「インテリアにモンステラを置きたい!」と思っている方、多いのではないでしょうか。
でも実際に育て始めると、
- 「葉に切れ込みが入らない…」
- 「どんどん葉が大きくなって置き場所に困ってきた」
- 「冬になったら元気がなくなってきた気がする」
という悩みが出てくることも。
結論から言うと、モンステラは丈夫で育てやすい植物ですが、水やりと光のバランスを少し意識するだけで、見違えるほど元気に育ちます。
この記事では、置き場所・水やり・肥料・剪定・冬越しまで、モンステラを長く楽しむための方法をまるごと解説します。
🌿 モンステラってどんな植物?

モンステラはメキシコ〜熱帯アメリカ原産の植物で、大きく切れ込みの入った葉が特徴です。
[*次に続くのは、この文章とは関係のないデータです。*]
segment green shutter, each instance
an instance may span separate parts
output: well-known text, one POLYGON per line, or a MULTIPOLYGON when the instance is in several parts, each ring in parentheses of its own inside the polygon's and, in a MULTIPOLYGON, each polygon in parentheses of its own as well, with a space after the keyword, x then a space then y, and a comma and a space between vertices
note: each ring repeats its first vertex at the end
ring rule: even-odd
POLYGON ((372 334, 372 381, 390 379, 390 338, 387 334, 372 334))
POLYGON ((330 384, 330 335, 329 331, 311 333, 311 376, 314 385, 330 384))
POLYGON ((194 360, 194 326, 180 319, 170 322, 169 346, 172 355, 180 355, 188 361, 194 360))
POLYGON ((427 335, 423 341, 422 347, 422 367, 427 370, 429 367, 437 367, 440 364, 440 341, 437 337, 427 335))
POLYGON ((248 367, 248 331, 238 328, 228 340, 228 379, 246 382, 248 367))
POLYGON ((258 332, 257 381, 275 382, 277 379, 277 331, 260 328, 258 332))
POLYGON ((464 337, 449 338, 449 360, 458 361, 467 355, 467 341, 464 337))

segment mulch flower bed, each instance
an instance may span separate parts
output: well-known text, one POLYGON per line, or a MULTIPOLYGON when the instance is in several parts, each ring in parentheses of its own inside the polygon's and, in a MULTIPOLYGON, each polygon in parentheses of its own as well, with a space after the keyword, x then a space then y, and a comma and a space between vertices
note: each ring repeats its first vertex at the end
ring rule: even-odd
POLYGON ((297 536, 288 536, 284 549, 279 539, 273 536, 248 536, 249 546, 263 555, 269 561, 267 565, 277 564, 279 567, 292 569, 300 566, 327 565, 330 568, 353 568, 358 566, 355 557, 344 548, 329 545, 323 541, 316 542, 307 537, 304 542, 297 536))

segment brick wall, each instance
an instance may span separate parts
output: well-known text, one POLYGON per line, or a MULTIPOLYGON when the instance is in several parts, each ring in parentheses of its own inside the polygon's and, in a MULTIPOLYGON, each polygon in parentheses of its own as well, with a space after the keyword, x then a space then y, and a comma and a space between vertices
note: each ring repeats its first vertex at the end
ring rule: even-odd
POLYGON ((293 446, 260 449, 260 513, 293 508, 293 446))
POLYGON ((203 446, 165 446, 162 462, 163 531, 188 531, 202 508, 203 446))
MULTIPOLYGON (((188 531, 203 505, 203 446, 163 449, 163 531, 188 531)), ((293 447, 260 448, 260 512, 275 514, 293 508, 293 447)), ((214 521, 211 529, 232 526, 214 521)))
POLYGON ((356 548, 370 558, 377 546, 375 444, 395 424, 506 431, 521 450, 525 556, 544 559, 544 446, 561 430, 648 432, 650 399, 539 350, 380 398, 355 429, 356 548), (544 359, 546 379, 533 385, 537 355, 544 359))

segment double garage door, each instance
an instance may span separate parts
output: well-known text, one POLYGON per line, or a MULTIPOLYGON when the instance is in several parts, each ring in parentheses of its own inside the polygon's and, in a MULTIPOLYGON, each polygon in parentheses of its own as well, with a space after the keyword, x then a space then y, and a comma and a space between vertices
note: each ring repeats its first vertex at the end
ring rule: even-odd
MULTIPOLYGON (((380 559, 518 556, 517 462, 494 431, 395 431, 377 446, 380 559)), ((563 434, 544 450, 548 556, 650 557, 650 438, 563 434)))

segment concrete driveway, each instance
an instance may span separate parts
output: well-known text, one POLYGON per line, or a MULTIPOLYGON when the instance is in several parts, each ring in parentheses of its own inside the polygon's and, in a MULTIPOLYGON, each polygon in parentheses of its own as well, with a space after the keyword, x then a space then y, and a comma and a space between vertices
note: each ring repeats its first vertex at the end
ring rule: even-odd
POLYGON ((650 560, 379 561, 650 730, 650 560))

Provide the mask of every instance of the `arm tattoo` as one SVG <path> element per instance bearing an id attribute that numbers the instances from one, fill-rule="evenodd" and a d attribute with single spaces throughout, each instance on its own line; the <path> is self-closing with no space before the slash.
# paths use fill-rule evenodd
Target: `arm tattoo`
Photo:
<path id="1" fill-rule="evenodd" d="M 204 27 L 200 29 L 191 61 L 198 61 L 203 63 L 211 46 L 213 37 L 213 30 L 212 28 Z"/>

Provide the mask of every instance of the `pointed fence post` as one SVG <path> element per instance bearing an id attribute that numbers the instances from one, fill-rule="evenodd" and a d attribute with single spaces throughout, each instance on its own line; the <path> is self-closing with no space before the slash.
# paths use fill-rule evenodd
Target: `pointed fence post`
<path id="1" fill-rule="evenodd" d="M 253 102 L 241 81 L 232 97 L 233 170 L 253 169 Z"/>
「モンステラ」という名前はラテン語で「怪物」を意味し、その存在感ある葉に由来しています。
成長が早く、上手く育てると1枚の葉が50cm以上になることも。葉が出るたびに少しずつ大きくなっていく様子が育て甲斐につながる、人気の観葉植物です。
☀️ 置き場所

モンステラは明るい場所を好みますが、強い直射日光は葉焼けの原因になります。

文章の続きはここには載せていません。